Die Tories und der Brexit - der Kampf um die Johnson-Nachfolge

Die Tories und der Brexit - der Kampf um die Johnson-Nachfolge

Wer wird neuer britischer Premierminister? Darüber entscheiden die regierenden Konservativen in den kommenden Wochen, wenn sie den Mann oder die Frau an der künftigen Parteispitze bestimmen.

In Brüssel wird der Vorgang aufmerksam verfolgt, auch wenn die Wahl von Ex-Finanzminister Rishi Sunak oder von Außenministerin Liz Truss vermutlich keine kurzfristigen Verbesserungen in den bilateralen Beziehungen bedeutet. Denn die sind auf dem Tiefpunkt.
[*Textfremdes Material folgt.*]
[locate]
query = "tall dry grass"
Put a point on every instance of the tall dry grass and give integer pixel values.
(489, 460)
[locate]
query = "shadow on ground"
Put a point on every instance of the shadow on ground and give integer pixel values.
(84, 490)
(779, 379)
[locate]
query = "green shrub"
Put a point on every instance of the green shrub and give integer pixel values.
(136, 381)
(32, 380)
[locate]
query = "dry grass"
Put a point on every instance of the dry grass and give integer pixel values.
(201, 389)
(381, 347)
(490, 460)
Und: Massive Warteschlangen mit Passkontrollen im Fährverkehr zwischen Großbritannien und Frankreich sind nun an der Tagesordnung. Doch beide Kandidaten bestreiten nachdrücklich, dass dies am Brexit liegt.

Die französische Regierung sieht dies indes ganz anders. Das neue System sei ein Ergebnis des von London gewählten harten Brexits.

Man müsse nicht in Schengen leben, wenn man Freizügigkeit genießen wolle, so die frühere Pariser Europa-Ministerin Nathalie Loiseau. Die habe schließlich auch Großbritannien vor dem Brexit genossen. Früher sei jedes Auto in Dover durch die Kontrollen gewunken worden, jetzt müsse jedes Auto anhalten und jeder Pass abgestempelt werden. Französische Beamte erledigten hier die Arbeit im Namen der gesamten EU.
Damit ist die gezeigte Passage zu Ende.